Management of Long-Gap EA
Long-gap atresia is often defined when the distance between esophageal ends measures at least three vertebral bodies based on preoperative imaging studies. Although the surgical management of most type C EA/TEF neonates is relatively straightforward, management of long-gap EA, usually type A EA, remains a significant challenge. These patients are best managed at a center of excellence with a multidisciplinary care team devoted to the care of these complex patients.
The initial management of long-gap EA consists of (1) feeding gastrostomy placement to allow for enteral feeds, (2) continuous suctioning of the upper esophageal pouch, and (3) serial imaging with contrast to determine gap distance. A baby with pure EA in the absence of a fistula is not at imminent risk of aspiration and pulmonary soiling. Therefore definitive repair can be delayed for 1 to 3 months to allow the gap the opportunity to spontaneously narrow over time. Cervical esophagostomy is strongly discouraged because it will make subsequent attempts at a delayed primary repair more difficult.

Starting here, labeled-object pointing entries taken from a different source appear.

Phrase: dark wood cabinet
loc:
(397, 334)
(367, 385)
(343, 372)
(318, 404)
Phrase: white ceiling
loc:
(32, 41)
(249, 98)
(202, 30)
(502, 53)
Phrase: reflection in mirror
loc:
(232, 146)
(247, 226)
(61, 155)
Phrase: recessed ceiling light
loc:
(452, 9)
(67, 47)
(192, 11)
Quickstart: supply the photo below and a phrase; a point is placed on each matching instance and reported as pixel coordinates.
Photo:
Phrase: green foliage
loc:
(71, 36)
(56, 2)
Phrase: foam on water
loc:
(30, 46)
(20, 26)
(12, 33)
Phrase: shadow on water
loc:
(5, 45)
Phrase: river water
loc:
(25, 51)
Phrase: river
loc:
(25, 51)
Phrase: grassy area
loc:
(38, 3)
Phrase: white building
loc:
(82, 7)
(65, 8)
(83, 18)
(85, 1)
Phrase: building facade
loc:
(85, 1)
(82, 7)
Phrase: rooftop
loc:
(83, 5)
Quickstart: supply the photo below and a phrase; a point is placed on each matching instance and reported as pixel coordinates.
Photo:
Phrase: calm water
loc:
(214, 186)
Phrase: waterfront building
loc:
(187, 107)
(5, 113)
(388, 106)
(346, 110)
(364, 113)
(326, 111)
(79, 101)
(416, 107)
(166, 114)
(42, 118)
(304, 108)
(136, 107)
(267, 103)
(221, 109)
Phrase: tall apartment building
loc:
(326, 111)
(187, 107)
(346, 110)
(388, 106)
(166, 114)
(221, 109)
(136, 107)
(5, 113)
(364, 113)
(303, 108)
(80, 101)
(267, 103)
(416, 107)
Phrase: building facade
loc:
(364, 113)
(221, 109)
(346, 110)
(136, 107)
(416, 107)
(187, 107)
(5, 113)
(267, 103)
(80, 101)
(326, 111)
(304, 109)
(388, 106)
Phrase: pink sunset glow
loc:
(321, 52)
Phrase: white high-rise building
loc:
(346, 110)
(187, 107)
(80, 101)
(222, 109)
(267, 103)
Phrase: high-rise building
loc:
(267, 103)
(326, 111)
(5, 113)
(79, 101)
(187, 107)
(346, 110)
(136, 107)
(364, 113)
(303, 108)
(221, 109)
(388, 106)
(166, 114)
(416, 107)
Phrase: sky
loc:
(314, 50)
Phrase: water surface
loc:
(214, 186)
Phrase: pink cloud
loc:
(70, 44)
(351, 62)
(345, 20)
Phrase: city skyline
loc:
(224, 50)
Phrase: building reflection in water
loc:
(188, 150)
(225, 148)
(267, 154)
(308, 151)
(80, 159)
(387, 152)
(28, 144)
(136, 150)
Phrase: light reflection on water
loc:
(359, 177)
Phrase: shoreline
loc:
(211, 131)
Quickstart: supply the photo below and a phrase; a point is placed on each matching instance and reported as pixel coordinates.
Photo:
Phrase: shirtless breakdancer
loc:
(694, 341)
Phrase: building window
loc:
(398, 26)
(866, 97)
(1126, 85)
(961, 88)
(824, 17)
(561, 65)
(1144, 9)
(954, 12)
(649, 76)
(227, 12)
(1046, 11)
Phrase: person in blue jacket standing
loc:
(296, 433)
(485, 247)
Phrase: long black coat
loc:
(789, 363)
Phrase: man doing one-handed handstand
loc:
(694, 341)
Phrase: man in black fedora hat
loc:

Gastrostomy placement in infants with pure EA can be challenging because the stomach is relatively small from disuse, and placement should be strategic to allow for use of the stomach as an esophageal replacement conduit in the future if needed. After a gastrostomy tube is placed, the infant is allowed to feed enterally and grow in the neonatal intensive care unit, with continued suction drainage of the proximal pouch. With bolus gastrostomy feeds, the distal esophageal pouch may grow and lengthen. The proximal pouch may also lengthen over time due to the swallowing reflex with sham feeds. In most cases, the gap will shorten by approximately two vertebral bodies, enabling a delayed primary anastomosis.
Gap distance is assessed with serial gap studies, also referred to as “gapograms” ( Fig. 86.4 ). The initial study is typically obtained once the gastrostomy site heals and is repeated at monthly intervals for up to 3 months. It is most accurate to measure the gap length in terms of vertebral bodies rather than centimeters to account for infant growth and variation in size over time. Primary repair is usually attainable when the gap distance is less than two vertebral bodies.